With “Home,” it’s interesting because it goes well with “The Business,” because on that track I’m going through it, I’m all pissed off about transplants and the money side of everything in New York. And then “Home” is kind of me looking at it as a New Yorker, and just from my times and travels. It’s like, there’s not just one home. You have these different places that feel like home. There’s no one home for me. And just that idea of being a nomad, even though the irony of it is that for a lot of the record the whole idea is that I’m the most local guy ever. But at the same time, that idea of being nomadic even within the city. And never having that one place, always moving around from crib to crib, trying to figure it out. One day you could be living in a fucking closet, and then you get the nice crib for a little while because you got the hookup. Whatever it is. It’s that constant nomadic shit. That’s what “Home” is about to me. I love that record. That’s one that I actually made kind of early. And I remember questioning it like, is this dope? And then recently, I’ve been rehearsing and I’m like, “Nah, this shit’s hard.”
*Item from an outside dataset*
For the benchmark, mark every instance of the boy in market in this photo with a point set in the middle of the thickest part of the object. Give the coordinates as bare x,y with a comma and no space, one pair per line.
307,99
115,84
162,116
Even on some of your older records, it seems like gentrification and the changes in the city are topics that you tend to talk about. Why do you think that’s important to you?
A lot of times, people ask, “What was it like growing up in New York?” And it’s like, I don’t know what it was like to grow up anywhere else. But with that comes gentrification and seeing the city change. To me, that’s what it’s like being grown in New York when you’re from New York. That’s what it’s like growing up in New York because you see the city change. And obviously, everything changes and things get updated, but New York is just a constant change. In a blink of an eye, everything’s different. It’s something that in New York is inevitable. Not inevitable as in we shouldn’t try to stop gentrification, but people moving to New York City is inevitable. So it’s about being respectful about it, doing it the right way. Like I think about my old barber and good friend Johnny, who’s from out of town. You know, because of that fact, he holds it down harder. There’s real respect for the culture here. Like he’ll be out playing ball in the street, hitting the ice parlor. Because he’s a classic type of dude, you feel me? He’s a community-oriented guy. It’s like what I said on “The Business.” It’s about knowing what community is.